COMMUNICATIONS, TRANSPORT AND ITC
 
Ports and Seaways (2006-2010)

 

Enlarge

 

From the beginning of colonization there were ports that were virtual entry points to the unknown. For nearly two centuries, these ports would be fortified and capable of protecting people, ships, and goods, as much from the native populations as from the buccaneers and other privateers belonging to rival powers. Though these port installations played an essential role, they did not constitute the only means of profitably exploiting the Spanish empire. The new colonizers were in search of precious stones but they were also devoted to their farming. They looked to the land itself; for them, the sea was no more than an umbilical cord that tied them to Castile.

Despite the vicissitudes of history (change of colonial power) and of nature (catastrophes wreaked by earthquakes, hurricanes, volcanic eruptions), the areas chosen for settlement at the beginning of the 16th century would hardly change thereafter, any transformations primarily affecting the port hierarchy. Some since the very beginning have maintained their primacy (Cartagena, San Juan, Veracruz, Havana), others, like Porto Bello, have slipped into a slow somnolence, yet others, like Saint-Pierre, actually disappearing. Many ports became exporters of raw material: the banana ports of Middle America, bauxite ports of Jamaica, or the hydrocarbons of Maracaibo.
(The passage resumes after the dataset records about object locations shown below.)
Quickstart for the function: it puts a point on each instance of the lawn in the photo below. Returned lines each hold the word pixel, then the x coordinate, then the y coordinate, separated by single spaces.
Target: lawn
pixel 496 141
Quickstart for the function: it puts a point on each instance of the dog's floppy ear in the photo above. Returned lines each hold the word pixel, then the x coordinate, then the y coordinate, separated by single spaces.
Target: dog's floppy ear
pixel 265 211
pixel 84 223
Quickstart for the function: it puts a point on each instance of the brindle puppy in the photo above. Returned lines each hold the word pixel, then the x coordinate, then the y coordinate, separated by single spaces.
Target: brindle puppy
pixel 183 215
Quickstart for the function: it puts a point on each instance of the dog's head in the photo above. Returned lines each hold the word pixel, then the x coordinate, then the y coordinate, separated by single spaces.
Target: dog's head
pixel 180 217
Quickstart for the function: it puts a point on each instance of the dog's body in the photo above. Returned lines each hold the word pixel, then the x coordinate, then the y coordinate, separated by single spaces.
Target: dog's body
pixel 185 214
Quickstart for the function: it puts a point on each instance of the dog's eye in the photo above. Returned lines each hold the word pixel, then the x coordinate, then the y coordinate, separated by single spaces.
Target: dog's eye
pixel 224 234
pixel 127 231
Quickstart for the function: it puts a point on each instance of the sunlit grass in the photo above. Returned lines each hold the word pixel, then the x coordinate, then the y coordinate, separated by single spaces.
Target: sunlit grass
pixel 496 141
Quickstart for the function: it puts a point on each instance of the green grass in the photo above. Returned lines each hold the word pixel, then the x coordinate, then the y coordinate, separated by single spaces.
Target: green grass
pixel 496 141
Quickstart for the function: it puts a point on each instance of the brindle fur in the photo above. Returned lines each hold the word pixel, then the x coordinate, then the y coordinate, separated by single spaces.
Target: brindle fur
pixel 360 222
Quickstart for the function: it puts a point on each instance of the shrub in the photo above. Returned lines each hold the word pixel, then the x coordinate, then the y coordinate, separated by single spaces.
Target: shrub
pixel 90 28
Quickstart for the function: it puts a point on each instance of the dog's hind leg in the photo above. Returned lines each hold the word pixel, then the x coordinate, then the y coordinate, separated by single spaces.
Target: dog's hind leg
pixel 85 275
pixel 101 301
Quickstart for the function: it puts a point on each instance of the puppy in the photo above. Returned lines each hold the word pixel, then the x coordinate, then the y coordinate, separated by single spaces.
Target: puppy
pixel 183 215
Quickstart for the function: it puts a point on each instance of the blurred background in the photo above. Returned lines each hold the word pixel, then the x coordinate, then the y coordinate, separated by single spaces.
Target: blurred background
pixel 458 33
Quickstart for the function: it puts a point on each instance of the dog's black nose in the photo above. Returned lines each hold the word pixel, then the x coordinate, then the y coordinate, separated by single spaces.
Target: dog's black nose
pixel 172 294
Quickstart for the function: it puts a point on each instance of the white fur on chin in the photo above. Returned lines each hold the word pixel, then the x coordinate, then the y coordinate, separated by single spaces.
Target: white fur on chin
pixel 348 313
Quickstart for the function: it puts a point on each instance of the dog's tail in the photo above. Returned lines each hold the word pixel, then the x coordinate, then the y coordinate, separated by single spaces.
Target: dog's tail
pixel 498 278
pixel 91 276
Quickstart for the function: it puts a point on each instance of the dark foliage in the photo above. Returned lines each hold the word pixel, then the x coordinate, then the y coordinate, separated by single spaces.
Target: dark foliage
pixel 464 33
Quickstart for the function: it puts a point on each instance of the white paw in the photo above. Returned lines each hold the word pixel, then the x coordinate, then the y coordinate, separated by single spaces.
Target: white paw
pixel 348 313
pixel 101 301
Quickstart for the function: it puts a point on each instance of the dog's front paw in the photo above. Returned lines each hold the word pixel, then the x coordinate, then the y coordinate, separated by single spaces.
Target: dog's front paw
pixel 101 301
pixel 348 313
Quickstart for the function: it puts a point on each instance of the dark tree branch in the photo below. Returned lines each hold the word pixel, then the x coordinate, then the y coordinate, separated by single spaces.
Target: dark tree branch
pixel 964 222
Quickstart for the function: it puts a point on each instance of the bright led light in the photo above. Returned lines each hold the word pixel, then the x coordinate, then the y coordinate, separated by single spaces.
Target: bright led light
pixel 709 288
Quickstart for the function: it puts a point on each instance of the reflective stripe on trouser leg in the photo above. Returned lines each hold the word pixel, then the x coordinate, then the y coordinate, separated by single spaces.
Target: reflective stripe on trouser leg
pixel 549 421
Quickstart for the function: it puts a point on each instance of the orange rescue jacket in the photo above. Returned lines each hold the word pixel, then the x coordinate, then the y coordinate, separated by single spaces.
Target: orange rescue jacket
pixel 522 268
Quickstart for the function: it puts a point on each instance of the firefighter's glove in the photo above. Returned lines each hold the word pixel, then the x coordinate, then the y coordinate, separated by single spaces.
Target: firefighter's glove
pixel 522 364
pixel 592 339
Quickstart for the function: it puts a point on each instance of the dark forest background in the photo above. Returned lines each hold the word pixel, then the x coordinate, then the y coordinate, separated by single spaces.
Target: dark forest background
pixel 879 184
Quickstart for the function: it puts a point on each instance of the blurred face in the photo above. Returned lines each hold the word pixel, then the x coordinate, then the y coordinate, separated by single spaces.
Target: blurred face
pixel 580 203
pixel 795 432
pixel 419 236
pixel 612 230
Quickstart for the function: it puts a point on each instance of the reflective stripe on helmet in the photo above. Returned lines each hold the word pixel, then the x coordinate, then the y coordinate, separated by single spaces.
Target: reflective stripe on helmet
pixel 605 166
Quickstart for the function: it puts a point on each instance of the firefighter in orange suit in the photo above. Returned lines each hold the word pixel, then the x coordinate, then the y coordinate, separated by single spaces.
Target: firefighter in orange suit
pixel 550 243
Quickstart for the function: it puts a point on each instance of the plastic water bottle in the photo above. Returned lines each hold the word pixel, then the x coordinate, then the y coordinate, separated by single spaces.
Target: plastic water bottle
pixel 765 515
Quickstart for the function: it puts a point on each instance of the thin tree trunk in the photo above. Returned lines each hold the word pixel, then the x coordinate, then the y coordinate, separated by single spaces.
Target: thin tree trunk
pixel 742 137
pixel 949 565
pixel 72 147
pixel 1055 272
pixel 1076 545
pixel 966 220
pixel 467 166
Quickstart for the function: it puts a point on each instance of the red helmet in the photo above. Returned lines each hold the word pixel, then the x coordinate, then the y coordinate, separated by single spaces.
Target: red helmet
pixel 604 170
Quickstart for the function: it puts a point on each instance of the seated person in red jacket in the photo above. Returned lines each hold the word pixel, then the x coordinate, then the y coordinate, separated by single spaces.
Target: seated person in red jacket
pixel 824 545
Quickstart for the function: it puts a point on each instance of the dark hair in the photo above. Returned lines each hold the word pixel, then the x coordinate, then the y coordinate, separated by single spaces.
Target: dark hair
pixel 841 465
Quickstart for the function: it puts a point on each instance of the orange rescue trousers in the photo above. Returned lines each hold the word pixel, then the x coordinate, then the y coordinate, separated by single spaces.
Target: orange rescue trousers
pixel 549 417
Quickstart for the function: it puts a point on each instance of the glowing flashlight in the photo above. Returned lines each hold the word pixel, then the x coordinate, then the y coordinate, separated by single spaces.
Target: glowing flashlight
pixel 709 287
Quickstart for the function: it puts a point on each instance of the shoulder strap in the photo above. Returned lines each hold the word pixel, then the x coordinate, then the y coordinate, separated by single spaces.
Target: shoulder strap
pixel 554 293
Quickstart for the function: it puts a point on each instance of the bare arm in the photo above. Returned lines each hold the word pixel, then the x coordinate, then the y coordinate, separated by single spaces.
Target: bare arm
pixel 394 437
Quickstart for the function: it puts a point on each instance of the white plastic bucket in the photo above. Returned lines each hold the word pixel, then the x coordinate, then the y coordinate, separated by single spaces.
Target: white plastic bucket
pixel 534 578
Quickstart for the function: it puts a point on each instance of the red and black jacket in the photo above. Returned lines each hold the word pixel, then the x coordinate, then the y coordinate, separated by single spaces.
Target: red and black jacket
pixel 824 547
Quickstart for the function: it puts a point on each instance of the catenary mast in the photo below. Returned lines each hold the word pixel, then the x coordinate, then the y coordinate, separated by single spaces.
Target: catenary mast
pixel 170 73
Today the ports of the Caribbean must strive to find their place within the global system of ports. They have to demonstrate certainty of operation (shelter and protection against cyclonic storms), the ability to take ships of ever increasing tonnage and displacement, and to be equipped to ensure maximum efficiency in trans-shipment. It is those sites capable of receiving the biggest container ships, and to turn them around in the shortest time at the lowest cost, that prevail and attract the ships chartered by the ‘mega-carriers'. The main distribution ‘hubs' of the Caribbean are located at the entrances to the basin. Foremost amongst these is not Miami, but San Juan de Puerto Rico, a genuine maritime point of entry and privileged site, in proximity to a deep sea passage between the islands, it facilitates links between the Atlantic Ocean, Caribbean Sea and Gulf of Mexico. Kingston is on a par with Miami, a situation likely to change following the modern port developments at Freeport in the Bahamas. This latter benefits from its closeness to the main oceanic sea-lanes, its density of close links with a major centre like the northeast seaboard of the United States. The other big ports are those which, lying near the outlet of the Panama Canal, can for the present still provide a junction between the Atlantic and Pacific oceans, and which also have seen the development of free port zones offering sites for a diverse range of manufacturing and services. Colón remains a prime example of this role.

In contrast, the port sites of the Lesser Antilles appear too eccentrically situated, devoid of any real hinterland to play an important role; they all present a marked trade imbalance between imports/exports, in favour of raw materials. However, at another level the competition between them remains fierce.